SACRAMENTO— On Friday, Sept. 10, after months of debating bills related to law enforcement and prisons, California State Legislature has closed out its legislative session for 2021, passing several important criminal justice bills through both chambers while putting on hold a few dozen more for the next session.

This year’s session was relatively quiet and peaceful compared to the previous years where someone had hurled a blood-filled menstrual cup at the lawmakers and where chaos had brewed as tech issues were prominent in the midst of the quarantining phase of the COVID-19 pandemic. 

Before bills are turned into laws, they start as one of the thousands of bills introduced to the state legislature. Each one must be passed by the State Senate followed by the State Assembly before it’s put on the governor’s desk to be signed and made an official law. However, along the way, it’ll go through many different committees where the bill will be debated and tweaked.

By September 10, all bills had to be passed through both chambers, the Senate and Assembly, before Governor Newsom could sit down and sign them. 

Here is a breakdown of a few notable criminal justice bills that have been recently passed through both chambers:

SB 2: Police Decertification Bill

This bill grants California’s Commission on Peace Officer Standard and Training the power and right to decertify an officer if convicted of crimes or misconduct. In cases where an officer is convicted of wrongful death, they will be stripped of their immunity protections which has protected them from civil lawsuits. 

However, the bill was tweaked so that of the 12 members of the Commission on Peace Officer Standard and Training, 10 of them are either current or former officers or prosecutors. Thus, they may not decertify many officers, given their connection to law enforcement agencies.

Following the wake of George Floyd’s wrongful death and the resurgence of racial justice protests for both the Black and Asian American communities, it’s a step in the right direction towards a more just system and will help restore the communities’ faith in law enforcement. 

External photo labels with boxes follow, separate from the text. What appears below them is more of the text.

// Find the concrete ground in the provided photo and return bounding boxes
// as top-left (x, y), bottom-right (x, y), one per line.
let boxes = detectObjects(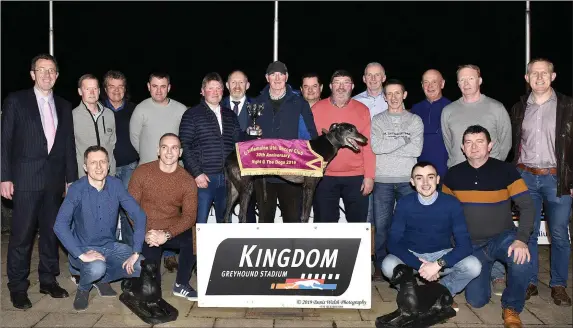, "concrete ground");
top-left (0, 235), bottom-right (573, 328)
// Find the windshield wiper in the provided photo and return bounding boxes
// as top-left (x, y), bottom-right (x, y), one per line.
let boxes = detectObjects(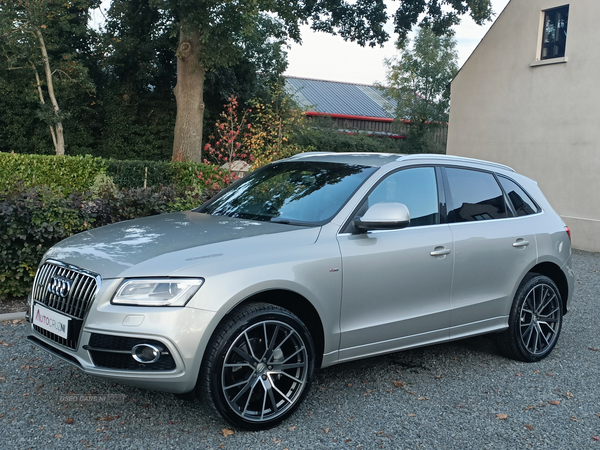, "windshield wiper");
top-left (270, 217), bottom-right (315, 227)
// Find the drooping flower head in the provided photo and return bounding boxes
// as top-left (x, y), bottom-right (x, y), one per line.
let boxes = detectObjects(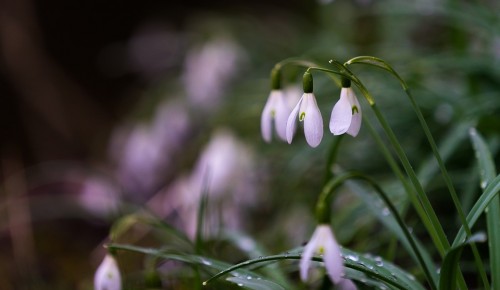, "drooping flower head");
top-left (260, 90), bottom-right (290, 142)
top-left (286, 72), bottom-right (323, 147)
top-left (260, 67), bottom-right (290, 143)
top-left (94, 254), bottom-right (122, 290)
top-left (300, 224), bottom-right (344, 284)
top-left (330, 79), bottom-right (362, 137)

Governor Newsom signed the bill on Sept 30.

SB 16: Release of Police Records

This bill ensures that all officers’ records are made readily available for the public. In doing so, it will make certain that there will be more transparency between law enforcement and the people to ensure that morals, ethics, and laws are put before personal vendettas and political gains

Governor Newsom gave his stamp of approval on Thursday, Sept. 30.

AB 118: CRISES ACT — Community Response Initiative to Strengthen Emergency Systems 

AB 118 is a pilot program in a few select cities and counties to shift emergency response calls from law enforcement intervention to community-based organizations that are concerned in the situation’s space, whether that be mental health, substance abuse, community violence, domestic violence, or even natural disasters. 

It’s a big step forward, considering that the government is now reflecting that in certain situations, there is a far greater impact and is more cost-efficient to put those in need of help in contact with community-based organizations that have a deeper understanding of the situation. 

This bill is awaiting the governor’s signature.

AB 490: Ban Police Use of Chokeholds

Law enforcement officers are now banned from using a vascular neck restraint or choke hold of any kind that compresses a person’s airway and reduces their ability to breathe adequately. 

Following the wrongful death of George Floyd, whose airway was suffocated by Minneapolis Police officer Derek Chauvin’s knee, Governor Newsom declared this officer’s authorized misconduct as illegal in California, passing the bill on Thursday, Sept. 30.

AB 503: Puts an End to Youth Endless Probation

Once a youth criminal has been released from juvenile probation, they’re often readmitted into youth detention centers for technical violations of their probation terms, rather than for committing another crime. 

As a result, they’re constantly in and out of juvie on minor violations, making it difficult for them to escape the institution and better their life. SB 503 aims to put youth criminals under probation for six-month increments with a hearing every six months to hopefully end their once seemingly endless probation.

AB 503 is awaiting Governor Newsom’s signature of approval.

SB 483: Removal of Prison Sentence Enhancements

Sentencing enhancements are policies that mandate convicted people of criminal offenses while engaging in generally non-criminalized actions to have longer sentences than those who were convicted of similar criminal offenses without the non-criminalized actions. 

Thus, SB 483 aims to allow defendants a chance to reexamine their case and have their sentence reduced if they are serving enhancement time, and have already served the time for the actual criminal offense. 

It is currently waiting for Governor Newsom’s signature. 

It is also important to note that ACA 3 addresses how those incarcerated are subject to prison labor as it is a source of profit for both the government and corporations, rather than as a means of punishment. It aims to remove a clause in the California Constitution that allows indentured servitude. While it passed in the Senate, it was shut down by the Assembly for this session, and hopefully will make an appearance again in 2022.

It’s now time to wait and see how these new bills will be implemented into our state system as well as what other types of new criminal justice reform bills will be created by the start of the 2022 session.


About The Author

Jacqueline Nguyen is a writer for The Vanguard at Berkeley's prison reform desk. She is a second-year cognitive student at UC Berkeley and is originally from Huntington Beach, CA.